A collection of old photographs, found undeveloped inside an abandoned hut in Antarctica for nearly 100 years, has been processed, revealing images from a failed 1915 Antarctic expedition during which a team of explorers became stranded in the harsh polar landscape after their ship blew out to sea.

The 22 film negatives were clumped together in a small box that was preserved in ice.

Members of the New Zealand Antarctic Heritage Trust, who had traveled to Antarctica's Ross Island to preserve and rebuild an early 20th-century explorer's hut, discovered the cellulose nitrate negatives and were able to develop the images.
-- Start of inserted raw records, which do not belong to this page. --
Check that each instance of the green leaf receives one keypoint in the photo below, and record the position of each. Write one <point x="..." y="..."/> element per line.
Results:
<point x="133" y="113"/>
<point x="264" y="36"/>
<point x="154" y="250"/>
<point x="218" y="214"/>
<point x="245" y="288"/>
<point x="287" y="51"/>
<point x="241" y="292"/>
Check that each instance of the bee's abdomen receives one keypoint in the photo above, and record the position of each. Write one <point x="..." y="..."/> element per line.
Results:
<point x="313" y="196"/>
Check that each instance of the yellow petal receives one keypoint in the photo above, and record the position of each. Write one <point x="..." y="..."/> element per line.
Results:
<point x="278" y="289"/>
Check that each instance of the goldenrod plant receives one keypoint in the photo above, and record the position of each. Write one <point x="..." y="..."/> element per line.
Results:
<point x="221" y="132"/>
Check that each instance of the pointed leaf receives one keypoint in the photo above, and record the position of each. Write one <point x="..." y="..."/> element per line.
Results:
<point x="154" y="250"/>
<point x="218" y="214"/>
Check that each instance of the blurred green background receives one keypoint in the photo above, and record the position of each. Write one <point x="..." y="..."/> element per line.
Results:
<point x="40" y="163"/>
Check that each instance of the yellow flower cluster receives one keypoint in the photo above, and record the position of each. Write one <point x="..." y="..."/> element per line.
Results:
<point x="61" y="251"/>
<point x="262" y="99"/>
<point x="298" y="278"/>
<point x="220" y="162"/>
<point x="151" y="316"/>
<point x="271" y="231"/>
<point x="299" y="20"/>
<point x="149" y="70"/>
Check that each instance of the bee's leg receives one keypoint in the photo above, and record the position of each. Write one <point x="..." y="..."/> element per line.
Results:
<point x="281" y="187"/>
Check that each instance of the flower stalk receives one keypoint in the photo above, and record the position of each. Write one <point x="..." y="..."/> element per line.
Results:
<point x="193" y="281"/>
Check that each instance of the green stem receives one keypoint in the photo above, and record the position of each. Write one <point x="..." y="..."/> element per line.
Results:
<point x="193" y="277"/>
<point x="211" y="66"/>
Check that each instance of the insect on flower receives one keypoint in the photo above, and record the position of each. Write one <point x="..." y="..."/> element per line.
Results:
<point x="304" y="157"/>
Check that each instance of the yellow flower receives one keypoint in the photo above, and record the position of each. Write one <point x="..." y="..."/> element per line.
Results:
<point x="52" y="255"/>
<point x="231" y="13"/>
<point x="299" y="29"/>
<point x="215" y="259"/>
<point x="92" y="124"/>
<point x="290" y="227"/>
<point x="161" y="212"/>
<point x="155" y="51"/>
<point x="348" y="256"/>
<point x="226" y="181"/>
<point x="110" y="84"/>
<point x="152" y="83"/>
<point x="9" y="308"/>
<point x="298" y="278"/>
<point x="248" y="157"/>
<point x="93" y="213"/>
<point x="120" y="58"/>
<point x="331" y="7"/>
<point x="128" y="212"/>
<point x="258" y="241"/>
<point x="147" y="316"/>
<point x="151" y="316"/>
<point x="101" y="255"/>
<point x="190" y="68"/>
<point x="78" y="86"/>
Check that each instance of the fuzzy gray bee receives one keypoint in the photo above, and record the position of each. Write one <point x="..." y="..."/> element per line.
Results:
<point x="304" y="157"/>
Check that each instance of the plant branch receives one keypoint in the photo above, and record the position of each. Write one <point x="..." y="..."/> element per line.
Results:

Initial media reports indicated that even though they had been buried in ice for 98 years, the newly-discovered negatives were relatively well preserved. The images show Ross Island as it was a century ago and include an image of the expedition's main scientist, Alexander Stevens.

The hut where the lost photos were discovered belonged to an earlier explorer, Captain Robert Falcon Scott, who arrived in the South Pole in 1912. He had established a series of supply depots throughout Antarctica, but eventually perished with his team from a combination of extreme cold and starvation, Liberty Voice reported.

Another team of explorers years later used the hut for shelter after their ship, the Aurora, became unhinged and floated out to sea.

Their team, known as the Ross Sea Party, originally set out from New Zealand to explore Antarctica and establish equipment stations, and stayed in the region from 1914 to 1917. The reclaimed photos were taken during that time.

As part of its Ross Sea Heritage Restoration Project, New Zealand's Antarctic Heritage Trust processed the negatives.

"It's the first example that I'm aware of, of undeveloped negatives from a century ago from the Antarctic heroic era," Nigel Watson, the Trust's executive director, told Peta Pixel. "There's a paucity of images from that expedition."

Watson told CNN the photos were "an exciting find" and that the team was "delighted to see them exposed after a century."

Watson, executive director of the Antarctic Heritage Trust, told CNN that the photos were "an exciting find" and that the team was "delighted to see them exposed after a century."

The Antarctic Heritage Trust also made the news about fours years ago when a team found five crates of Mackinlay's whisky and two crates of brandy frozen beneath a 1908 base at Cape Royds.

One of the crates was later thawed out, revealing 11 whisky bottles ---three of which were sent to Mackinlay's, where a master distiller analyzed the whisky and created an exact replica, which now sells for $165 a bottle.